La Coordination territoriale de la Société civile Forces vives de Lubero a rendu publique une déclaration le 19 novembre 2025 dernier, au terme d’une réunion d’analyse de la situation sécuritaire et humanitaire dans ce territoire du Nord-Kivu. Le constat dressé est accablant : tueries, déplacements massifs, violations des droits humains, multiplication des groupes armés et implication de certains agents de l’État dans des activités illicites.
Selon la Société civile, plusieurs localités du secteur des Bapere et de la chefferie des Baswagha ont été attaquées à répétition par les ADF, provoquant la mort de centaines de civils depuis le mois de septembre. Plus de 288 personnes ont été tuées, tandis que plusieurs cas d’enlèvements ont été recensés.
Des dizaines de villages dont Ntoyo, Mukondo, Kasenyi, Makelekele, Pangoya, Bandulu, Gwadro, Robine, Malumguma, Mabuo, Fatua, Mangazi, Itinge, entre autres, ont été totalement vidés de leurs habitants, contraints de fuir face à la violence croissante.
La Coordination déplore également la présence récurrente de militaires et agents de sécurité impliqués dans l’exploitation illicite du bois et du tabac, alors que les effectifs des services de sécurité sont insuffisants pour protéger la population.
La faune humaine comme animale est gravement touchée. La Société civile souligne que plus de 2 000 armes seraient entre les mains de civils dans certains villages du secteur des Bapere, facilitant l’insécurité et les exactions.

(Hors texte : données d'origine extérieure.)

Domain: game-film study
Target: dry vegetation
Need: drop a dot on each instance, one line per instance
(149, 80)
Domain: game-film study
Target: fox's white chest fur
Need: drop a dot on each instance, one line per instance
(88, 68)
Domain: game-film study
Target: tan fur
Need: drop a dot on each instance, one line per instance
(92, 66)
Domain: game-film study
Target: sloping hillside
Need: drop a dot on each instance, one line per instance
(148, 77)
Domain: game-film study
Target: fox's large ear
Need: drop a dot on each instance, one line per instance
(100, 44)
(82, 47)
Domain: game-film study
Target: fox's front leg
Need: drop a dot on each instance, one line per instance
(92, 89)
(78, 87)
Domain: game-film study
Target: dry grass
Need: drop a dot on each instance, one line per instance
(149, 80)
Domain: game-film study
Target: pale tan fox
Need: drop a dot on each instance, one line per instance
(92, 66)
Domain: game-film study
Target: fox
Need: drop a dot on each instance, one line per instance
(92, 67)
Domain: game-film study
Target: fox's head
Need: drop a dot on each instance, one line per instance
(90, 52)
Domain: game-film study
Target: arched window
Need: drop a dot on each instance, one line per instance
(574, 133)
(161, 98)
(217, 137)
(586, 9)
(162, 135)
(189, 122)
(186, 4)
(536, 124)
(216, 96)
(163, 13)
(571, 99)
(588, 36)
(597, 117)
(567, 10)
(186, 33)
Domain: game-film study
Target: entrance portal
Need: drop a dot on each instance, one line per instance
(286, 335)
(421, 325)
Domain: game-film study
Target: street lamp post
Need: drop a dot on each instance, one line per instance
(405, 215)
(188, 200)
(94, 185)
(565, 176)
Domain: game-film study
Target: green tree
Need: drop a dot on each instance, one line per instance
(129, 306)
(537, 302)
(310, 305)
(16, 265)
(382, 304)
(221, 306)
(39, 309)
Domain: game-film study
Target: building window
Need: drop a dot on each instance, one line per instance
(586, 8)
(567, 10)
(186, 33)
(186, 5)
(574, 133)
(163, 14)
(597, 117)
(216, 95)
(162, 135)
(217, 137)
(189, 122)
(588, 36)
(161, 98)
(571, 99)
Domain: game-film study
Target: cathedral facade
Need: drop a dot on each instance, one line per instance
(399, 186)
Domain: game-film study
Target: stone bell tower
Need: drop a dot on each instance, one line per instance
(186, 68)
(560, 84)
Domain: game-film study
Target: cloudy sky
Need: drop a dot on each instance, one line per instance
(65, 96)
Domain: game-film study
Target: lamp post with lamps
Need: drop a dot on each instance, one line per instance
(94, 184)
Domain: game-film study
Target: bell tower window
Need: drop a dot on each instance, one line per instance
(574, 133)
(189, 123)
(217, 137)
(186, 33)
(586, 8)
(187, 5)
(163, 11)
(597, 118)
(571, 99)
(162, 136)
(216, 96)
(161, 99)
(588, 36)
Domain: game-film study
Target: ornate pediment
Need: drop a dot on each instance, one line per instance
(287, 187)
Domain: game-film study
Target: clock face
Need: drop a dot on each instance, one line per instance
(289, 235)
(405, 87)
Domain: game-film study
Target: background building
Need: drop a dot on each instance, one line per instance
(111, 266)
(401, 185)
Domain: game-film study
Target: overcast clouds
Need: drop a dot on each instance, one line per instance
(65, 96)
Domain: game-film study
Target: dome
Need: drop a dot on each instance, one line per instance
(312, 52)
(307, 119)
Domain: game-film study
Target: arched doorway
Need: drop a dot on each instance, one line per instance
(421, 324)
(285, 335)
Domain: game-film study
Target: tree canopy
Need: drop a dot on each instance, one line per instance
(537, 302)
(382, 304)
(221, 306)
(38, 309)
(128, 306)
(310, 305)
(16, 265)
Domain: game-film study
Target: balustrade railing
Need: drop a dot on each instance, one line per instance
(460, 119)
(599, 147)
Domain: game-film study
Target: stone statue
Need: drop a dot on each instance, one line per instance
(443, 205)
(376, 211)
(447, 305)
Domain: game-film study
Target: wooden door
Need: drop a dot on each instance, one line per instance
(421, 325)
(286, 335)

Elle dénonce par ailleurs la montée des violences sexuelles, de pillages, d’enlèvements mais aussi la transplantation et l’installation de populations inconnues, aggravant les tensions dans les groupements Tama et Itala, au sud du territoire de Lubero.
La confusion entre groupes Wazalendo et ADF, ainsi que les accrochages fréquents entre factions, accentuent la détresse des habitants. Les routes agricoles sont devenues impraticables, impardonnant l’accès aux soins, à l’éducation ou aux marchés.
Dans certaines zones, 90% des écoles et centres de santé sont fermés. La Société civile dénonce également des tracasseries administratives, des barrières illégales et des taxes abusives imposées aux civils.
Au regard de la gravité de la situation, la Société civile adresse une série de recommandations :
1. Au gouvernement central
– Retirer les Wazalendo des zones densément peuplées.
– Assister les personnes déplacées du corridor Butembo–Manguredjipa.
– Renforcer les Services de sécurité et améliorer leur logistique.
– Intensifier le renseignement militaire contre les ADF.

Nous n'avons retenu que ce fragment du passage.